Battlepanda: The political is personal

Battlepanda

Always trying to figure things out with the minimum of bullshit and the maximum of belligerence.

Friday, May 26, 2006

The political is personal

"The Personal is Political" was the rallying cry of the feminists in the 60's. It was a powerful slogan designed to break through the barrier between sexual equality as a theoretical artifact and ordinary women's everyday lives. Now if I may be permitted to steal the phrase and turn it around, I'd like to point out that the vice versa is also true -- When it comes to ethical behavior, the political can be deeply personal. It is not enough to restrict ourselves to the limited sphere of our own lives when we work to affect the issues we care deeply about. America is a country of individualists, and we are a sucker for arguments that are couched in the language of choice. However, at some point we have to realize that to steer this handbasket away from the hell-wards direction, we're going to have to work together.

Brad Plumer has a knock-out post up about how the excess garbage problem, caused by excessive packaging, resulted in a wave of public discontent after the Second World War. This discontent pushed lawmakers to start passing laws against excessive packaging. Had we gone in that direction, undoubtedly we would not be living in an America where 1/3 of our considerable garbage output comes from packaging. Instead, what we got was the anti-litter movement, which effectively atomized and dispersed the support for laws curtailing excess packaging by removing the most visible aspect of the garbage problem and putting the responsibility on the individual/consumers rather than the businesses/sellers.

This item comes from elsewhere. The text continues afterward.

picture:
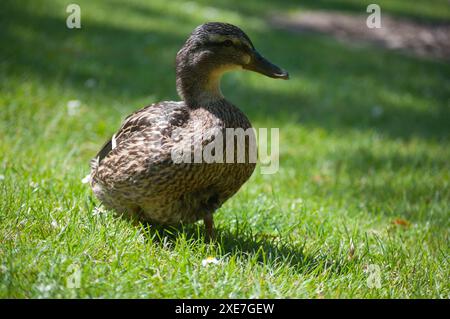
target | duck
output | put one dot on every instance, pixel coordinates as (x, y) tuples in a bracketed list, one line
[(138, 172)]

Now, where does this attitude seem familiar from...oh yeah.

[Dick Cheney:] Conservation may be a sign of personal virtue, but it is not a sufficient basis for a sound, comprehensive energy policy.

This is the Republican-business complex M.O. when it comes to dealing with environmental issues -- trivialization through isolation.
Brad gets some excellent assist from John of Dymaxion World:
Conservatives love to rail on about "personal responsibility", but in the modern era that has next to no meaning. Exactly how, pray, am I - a conscientious ecologically-minded person - supposed to dramatically cut my CO2 emissions? I can't, for the very simple reason that all of my available options are carbon-intense. I can choose between the lesser of two evils (say, mass transit over a car) but seriously reducing my personal footprint requires - you guessed it - collective responsibility.

This applies to issues beyond the environment. If I might be allowed to quote myself from an earlier post calle "The Moral Maze of Meat":
When people talk about the ethics of meat eating/factory farming, they are almost always talking about personal consumer choice. But I think real concrete improvement in conditions is far more likely to come from the political direction. We
won't abolish factory farming, but if we unite the voting power of everyone
who agrees that animals needs to get treated better in this country, we can get
regulation passed that guarentee a certain square footage for each chicken
in a factory farm -- or maximum distance for livestock transport -- or
humane procedures for minimizing stress during the slaughtering process.

My libertarian friends are probably mewling murderously about statist interventions and such. Well, have they got any better ideas? And don't tell me that if we really cared about a clean planet and no-destruction-from-global-warming enough, the free-market fairy will make it available on aisle 7 of your local megalomart.